Motor Insurers Not Liable for £2 Million Fire Damage
The law requires that the driver of any vehicle has a valid insurance policy that covers injury or damage to third parties caused by or arising out of the use of the vehicle on a road or in a public place. The Supreme Court has given authoritative guidance on the meaning of that phrase in a case of crucial importance to vehicle owners and the insurance industry.
The case concerned an employee of an engineering firm, the owners of which allowed him to use the premises to do work on his own car in his own time. He was welding a plate onto the bottom of his car when a spark set light to the car’s seat covers and the resulting blaze gutted the firm’s and neighbouring premises. The firm’s property insurers paid out more than £2 million in respect of the fire, but sought to recover their outlay from the employee’s motor insurers.
The High Court rejected the property insurers’ claim on the basis that the blaze resulted from the negligent manner in which the employee was repairing his car. What happened could not be said to have been caused by, or to have arisen out of, the use of the vehicle.
That ruling was, however, reversed by the Court of Appeal, which found that the policy’s wording was inadequate and did not provide the compulsory level of cover required by the Road Traffic Act 1988. In those circumstances, the Court interpreted the policy so as to require the motor insurers to provide cover in respect of any accident involving the vehicle, wherever it happened.

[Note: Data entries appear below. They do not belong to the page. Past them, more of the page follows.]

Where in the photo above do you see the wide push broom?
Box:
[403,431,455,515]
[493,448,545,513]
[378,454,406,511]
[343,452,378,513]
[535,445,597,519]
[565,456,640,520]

In upholding the motor insurers’ challenge to that ruling, the Supreme Court noted that a correction to the policy’s wording was necessary to achieve the level of cover required by the Act, but no more than that. The Court of Appeal had gone too far by removing the required causal link between use of a vehicle on a road or other public place and the accident. The fire did not fall within the terms of the policy as so interpreted and the motor insurers had thus been entitled to refuse cover.